An Exercise in Resilience?

Noam Unger, Vice President, Global Development Department, and Director, Sustainable Development and Resilience Initiative

At COP30, the absence of official United States participation seemed to take center stage as countries including China, India, Russia, and significant oil-producing economies were seen to win in a struggle to influence how decidedly or slowly the world shifts away from fossil fuels. But while much of the reporting on the conference portrays the outcome as inconsequential because it was a missed opportunity for an agreement among world leaders on mitigating climate change, what I saw while at COP30 in Brazil demonstrated a continued trend that is highly consequential, nonetheless.

Progress on mitigation may be lamentably halting due to realpolitik and a tug-of-war as countries around the world struggle to both grow their economies and transition away from fossil fuels, but extreme weather catastrophes are rising relentlessly.
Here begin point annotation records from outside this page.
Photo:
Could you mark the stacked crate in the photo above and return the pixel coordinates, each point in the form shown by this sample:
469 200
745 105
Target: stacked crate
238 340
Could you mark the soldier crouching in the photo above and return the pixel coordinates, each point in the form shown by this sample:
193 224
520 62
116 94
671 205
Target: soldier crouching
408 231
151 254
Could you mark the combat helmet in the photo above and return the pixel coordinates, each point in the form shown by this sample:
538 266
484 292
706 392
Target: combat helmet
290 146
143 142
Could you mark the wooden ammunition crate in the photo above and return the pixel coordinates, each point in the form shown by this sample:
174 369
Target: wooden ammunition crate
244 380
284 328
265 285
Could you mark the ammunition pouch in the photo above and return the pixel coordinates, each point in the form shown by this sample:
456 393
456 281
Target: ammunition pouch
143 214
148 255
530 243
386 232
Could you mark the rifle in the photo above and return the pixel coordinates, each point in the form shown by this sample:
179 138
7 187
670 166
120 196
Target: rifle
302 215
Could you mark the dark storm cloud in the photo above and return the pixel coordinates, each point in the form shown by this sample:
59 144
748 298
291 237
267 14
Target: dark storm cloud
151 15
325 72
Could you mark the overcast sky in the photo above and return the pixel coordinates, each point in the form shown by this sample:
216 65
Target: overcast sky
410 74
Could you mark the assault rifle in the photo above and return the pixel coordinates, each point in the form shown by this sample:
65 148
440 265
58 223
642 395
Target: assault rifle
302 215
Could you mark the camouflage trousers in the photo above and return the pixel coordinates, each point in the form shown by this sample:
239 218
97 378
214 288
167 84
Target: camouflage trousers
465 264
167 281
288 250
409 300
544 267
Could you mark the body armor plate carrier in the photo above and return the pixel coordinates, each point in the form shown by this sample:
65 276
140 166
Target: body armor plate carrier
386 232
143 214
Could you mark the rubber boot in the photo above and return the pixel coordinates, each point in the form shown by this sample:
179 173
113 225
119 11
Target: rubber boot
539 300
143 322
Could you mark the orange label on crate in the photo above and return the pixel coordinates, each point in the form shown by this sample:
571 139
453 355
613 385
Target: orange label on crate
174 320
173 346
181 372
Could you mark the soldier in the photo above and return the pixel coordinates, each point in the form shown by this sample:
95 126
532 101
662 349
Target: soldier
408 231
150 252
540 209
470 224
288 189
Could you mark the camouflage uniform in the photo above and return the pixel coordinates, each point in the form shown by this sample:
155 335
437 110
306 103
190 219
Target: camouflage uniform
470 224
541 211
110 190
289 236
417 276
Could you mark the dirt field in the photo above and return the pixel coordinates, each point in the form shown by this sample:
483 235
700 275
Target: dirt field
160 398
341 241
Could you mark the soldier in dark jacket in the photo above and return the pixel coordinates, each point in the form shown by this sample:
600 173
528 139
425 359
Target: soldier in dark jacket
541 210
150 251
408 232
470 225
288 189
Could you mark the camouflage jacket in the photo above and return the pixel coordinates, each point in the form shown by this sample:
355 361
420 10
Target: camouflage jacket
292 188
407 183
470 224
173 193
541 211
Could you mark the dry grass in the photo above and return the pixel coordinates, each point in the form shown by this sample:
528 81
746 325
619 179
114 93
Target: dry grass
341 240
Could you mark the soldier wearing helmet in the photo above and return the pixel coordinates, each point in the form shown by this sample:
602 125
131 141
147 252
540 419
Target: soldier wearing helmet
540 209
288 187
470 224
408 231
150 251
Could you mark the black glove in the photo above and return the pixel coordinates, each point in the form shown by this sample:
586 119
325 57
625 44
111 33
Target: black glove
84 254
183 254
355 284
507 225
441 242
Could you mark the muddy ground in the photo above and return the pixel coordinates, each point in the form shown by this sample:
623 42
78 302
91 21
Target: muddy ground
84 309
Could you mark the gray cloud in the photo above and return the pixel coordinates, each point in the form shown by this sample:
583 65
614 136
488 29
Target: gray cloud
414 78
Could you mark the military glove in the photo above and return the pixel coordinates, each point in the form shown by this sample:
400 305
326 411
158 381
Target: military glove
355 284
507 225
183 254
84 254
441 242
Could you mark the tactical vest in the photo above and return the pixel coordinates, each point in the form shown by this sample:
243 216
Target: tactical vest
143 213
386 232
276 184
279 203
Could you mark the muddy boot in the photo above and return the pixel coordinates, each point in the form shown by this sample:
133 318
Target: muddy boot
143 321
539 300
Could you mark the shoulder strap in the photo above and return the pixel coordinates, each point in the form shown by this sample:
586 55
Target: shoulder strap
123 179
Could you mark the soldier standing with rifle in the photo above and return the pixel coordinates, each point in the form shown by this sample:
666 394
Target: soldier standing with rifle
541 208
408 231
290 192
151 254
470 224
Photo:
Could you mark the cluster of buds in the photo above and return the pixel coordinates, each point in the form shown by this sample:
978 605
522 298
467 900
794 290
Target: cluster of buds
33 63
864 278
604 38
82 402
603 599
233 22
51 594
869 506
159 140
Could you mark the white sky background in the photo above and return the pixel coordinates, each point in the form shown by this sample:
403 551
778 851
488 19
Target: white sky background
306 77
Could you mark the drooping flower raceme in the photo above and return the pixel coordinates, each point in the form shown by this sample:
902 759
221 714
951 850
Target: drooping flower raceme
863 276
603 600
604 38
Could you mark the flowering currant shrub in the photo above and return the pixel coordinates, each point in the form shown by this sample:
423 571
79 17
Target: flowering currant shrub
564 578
COP30 in Belém, touted as the “adaptation COP,” featured more central attention on adaptation indicators and finance, resulting in a tepid international agreement that “calls for efforts to at least triple adaptation finance by 2035.” Such language is fuzzy, but it is officially being framed by the COP presidency as a commitment, and it could mean a new goal of $120 billion for adaptation within the overall $300 billion climate financing goal for 2035, agreed to at COP29 last year.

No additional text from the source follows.